Une telle proposition n'ayant a priori aucune chance d'être acceptée par Israël, "l'Egypte et les médiateurs travaillent à élaborer une nouvelle formule acceptable tenant compte de ce consensus", avait indiqué un des participants.

Parmi les mouvements présents au Caire figurent le Hamas, le Jihad islamique et le Front populaire de libération de la Palestine (FPLP) parmi les plus importants, mais pas le Fatah, la formation du président palestinien Mahmoud Abbas.

Les discussions du Caire se tiennent alors que les frappes israéliennes - visant, selon Israël, des membres de groupes armés - se poursuivent à un rythme quasi-quotidien en dépit du cessez-le-feu annoncé en octobre 2025.
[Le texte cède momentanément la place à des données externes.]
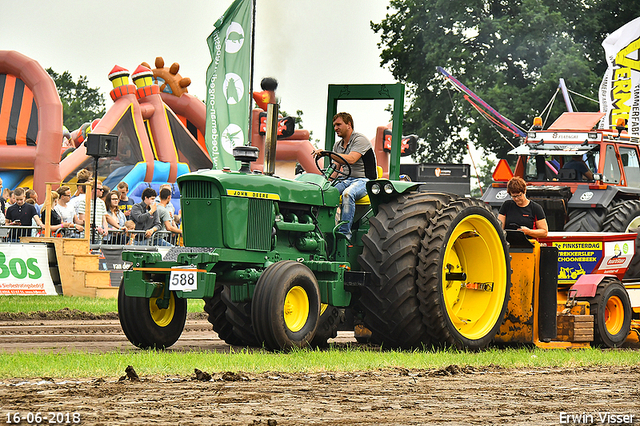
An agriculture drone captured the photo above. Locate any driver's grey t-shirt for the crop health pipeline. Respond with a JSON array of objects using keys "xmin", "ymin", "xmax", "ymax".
[{"xmin": 333, "ymin": 132, "xmax": 371, "ymax": 178}]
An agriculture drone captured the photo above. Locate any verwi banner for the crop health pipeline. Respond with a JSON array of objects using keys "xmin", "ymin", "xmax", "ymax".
[
  {"xmin": 205, "ymin": 0, "xmax": 253, "ymax": 170},
  {"xmin": 599, "ymin": 16, "xmax": 640, "ymax": 139}
]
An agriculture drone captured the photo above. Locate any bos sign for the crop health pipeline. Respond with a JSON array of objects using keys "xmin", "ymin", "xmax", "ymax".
[{"xmin": 0, "ymin": 244, "xmax": 57, "ymax": 295}]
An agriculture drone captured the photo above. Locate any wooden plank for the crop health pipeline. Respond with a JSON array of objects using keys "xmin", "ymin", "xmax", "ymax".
[
  {"xmin": 74, "ymin": 254, "xmax": 100, "ymax": 272},
  {"xmin": 84, "ymin": 271, "xmax": 113, "ymax": 289},
  {"xmin": 95, "ymin": 287, "xmax": 119, "ymax": 299}
]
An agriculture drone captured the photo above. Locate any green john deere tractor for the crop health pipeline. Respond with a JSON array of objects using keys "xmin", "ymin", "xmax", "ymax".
[{"xmin": 118, "ymin": 84, "xmax": 511, "ymax": 350}]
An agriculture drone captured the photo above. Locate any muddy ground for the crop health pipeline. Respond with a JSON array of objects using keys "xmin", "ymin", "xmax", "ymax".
[{"xmin": 0, "ymin": 312, "xmax": 639, "ymax": 425}]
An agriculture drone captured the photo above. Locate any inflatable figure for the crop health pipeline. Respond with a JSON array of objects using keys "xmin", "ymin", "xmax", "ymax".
[{"xmin": 0, "ymin": 50, "xmax": 63, "ymax": 196}]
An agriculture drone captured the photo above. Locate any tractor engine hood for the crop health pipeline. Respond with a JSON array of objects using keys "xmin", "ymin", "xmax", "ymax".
[{"xmin": 177, "ymin": 169, "xmax": 338, "ymax": 207}]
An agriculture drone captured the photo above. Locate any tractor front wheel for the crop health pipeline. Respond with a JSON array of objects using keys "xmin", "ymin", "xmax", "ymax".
[
  {"xmin": 118, "ymin": 276, "xmax": 187, "ymax": 349},
  {"xmin": 252, "ymin": 261, "xmax": 321, "ymax": 350},
  {"xmin": 583, "ymin": 277, "xmax": 632, "ymax": 348}
]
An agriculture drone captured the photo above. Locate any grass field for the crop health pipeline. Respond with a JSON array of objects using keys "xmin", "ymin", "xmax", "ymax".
[
  {"xmin": 0, "ymin": 295, "xmax": 205, "ymax": 314},
  {"xmin": 0, "ymin": 296, "xmax": 638, "ymax": 379}
]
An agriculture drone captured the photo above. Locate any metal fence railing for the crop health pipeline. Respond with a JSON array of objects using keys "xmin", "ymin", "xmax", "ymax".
[{"xmin": 0, "ymin": 225, "xmax": 182, "ymax": 247}]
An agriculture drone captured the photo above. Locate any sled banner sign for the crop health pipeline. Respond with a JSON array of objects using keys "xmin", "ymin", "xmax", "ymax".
[
  {"xmin": 205, "ymin": 0, "xmax": 253, "ymax": 171},
  {"xmin": 599, "ymin": 16, "xmax": 640, "ymax": 140},
  {"xmin": 0, "ymin": 243, "xmax": 57, "ymax": 295}
]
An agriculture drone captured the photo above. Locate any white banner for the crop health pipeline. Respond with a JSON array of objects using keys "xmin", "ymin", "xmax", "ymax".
[
  {"xmin": 599, "ymin": 17, "xmax": 640, "ymax": 139},
  {"xmin": 0, "ymin": 243, "xmax": 57, "ymax": 295}
]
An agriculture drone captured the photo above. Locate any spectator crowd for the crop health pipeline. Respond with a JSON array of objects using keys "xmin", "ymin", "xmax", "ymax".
[{"xmin": 0, "ymin": 169, "xmax": 182, "ymax": 246}]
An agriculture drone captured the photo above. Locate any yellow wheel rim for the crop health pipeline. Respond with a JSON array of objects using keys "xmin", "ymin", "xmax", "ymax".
[
  {"xmin": 320, "ymin": 303, "xmax": 328, "ymax": 316},
  {"xmin": 605, "ymin": 295, "xmax": 625, "ymax": 335},
  {"xmin": 442, "ymin": 214, "xmax": 508, "ymax": 340},
  {"xmin": 284, "ymin": 286, "xmax": 309, "ymax": 333},
  {"xmin": 149, "ymin": 292, "xmax": 176, "ymax": 328}
]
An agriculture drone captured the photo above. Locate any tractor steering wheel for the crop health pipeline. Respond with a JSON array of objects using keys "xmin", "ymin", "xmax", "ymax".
[{"xmin": 314, "ymin": 151, "xmax": 352, "ymax": 185}]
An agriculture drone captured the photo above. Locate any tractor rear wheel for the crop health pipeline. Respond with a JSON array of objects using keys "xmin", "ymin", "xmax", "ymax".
[
  {"xmin": 417, "ymin": 198, "xmax": 511, "ymax": 350},
  {"xmin": 563, "ymin": 208, "xmax": 607, "ymax": 232},
  {"xmin": 310, "ymin": 304, "xmax": 344, "ymax": 347},
  {"xmin": 357, "ymin": 192, "xmax": 454, "ymax": 348},
  {"xmin": 252, "ymin": 261, "xmax": 321, "ymax": 350},
  {"xmin": 204, "ymin": 285, "xmax": 258, "ymax": 347},
  {"xmin": 602, "ymin": 199, "xmax": 640, "ymax": 233},
  {"xmin": 118, "ymin": 276, "xmax": 187, "ymax": 349},
  {"xmin": 582, "ymin": 277, "xmax": 631, "ymax": 348}
]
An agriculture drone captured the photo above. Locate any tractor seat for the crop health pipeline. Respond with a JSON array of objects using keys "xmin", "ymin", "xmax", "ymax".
[{"xmin": 341, "ymin": 166, "xmax": 383, "ymax": 205}]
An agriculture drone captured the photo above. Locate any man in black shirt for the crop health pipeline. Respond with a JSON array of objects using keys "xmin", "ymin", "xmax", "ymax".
[
  {"xmin": 498, "ymin": 177, "xmax": 548, "ymax": 238},
  {"xmin": 5, "ymin": 187, "xmax": 45, "ymax": 241}
]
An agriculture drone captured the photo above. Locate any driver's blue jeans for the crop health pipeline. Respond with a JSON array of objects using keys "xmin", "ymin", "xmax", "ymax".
[{"xmin": 334, "ymin": 177, "xmax": 368, "ymax": 239}]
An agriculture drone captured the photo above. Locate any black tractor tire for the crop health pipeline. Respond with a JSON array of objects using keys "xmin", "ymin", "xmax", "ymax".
[
  {"xmin": 252, "ymin": 261, "xmax": 321, "ymax": 350},
  {"xmin": 602, "ymin": 199, "xmax": 640, "ymax": 233},
  {"xmin": 357, "ymin": 192, "xmax": 455, "ymax": 349},
  {"xmin": 417, "ymin": 197, "xmax": 512, "ymax": 350},
  {"xmin": 580, "ymin": 277, "xmax": 632, "ymax": 348},
  {"xmin": 563, "ymin": 208, "xmax": 607, "ymax": 232},
  {"xmin": 118, "ymin": 277, "xmax": 187, "ymax": 349},
  {"xmin": 310, "ymin": 304, "xmax": 345, "ymax": 347},
  {"xmin": 204, "ymin": 285, "xmax": 259, "ymax": 347}
]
Les parties se renvoient mutuellement la responsabilité de la situation, le Hamas accusant Israël de ne pas respecter ses engagements, notamment humanitaires.

Les pourparlers entre le Hamas et les médiateurs doivent reprendre mercredi, selon un dirigeant du mouvement islamiste.

Le Hamas a déjà plusieurs fois déclaré ne pas être opposé à rendre une partie de son arsenal, mais uniquement dans le cadre d'un processus politique palestinien.

Son ancien numéro un, Khaled Mechaal, a aussi évoqué un "gel" ou un "stockage" des armes, ce qui avait été immédiatement rejeté par Israël.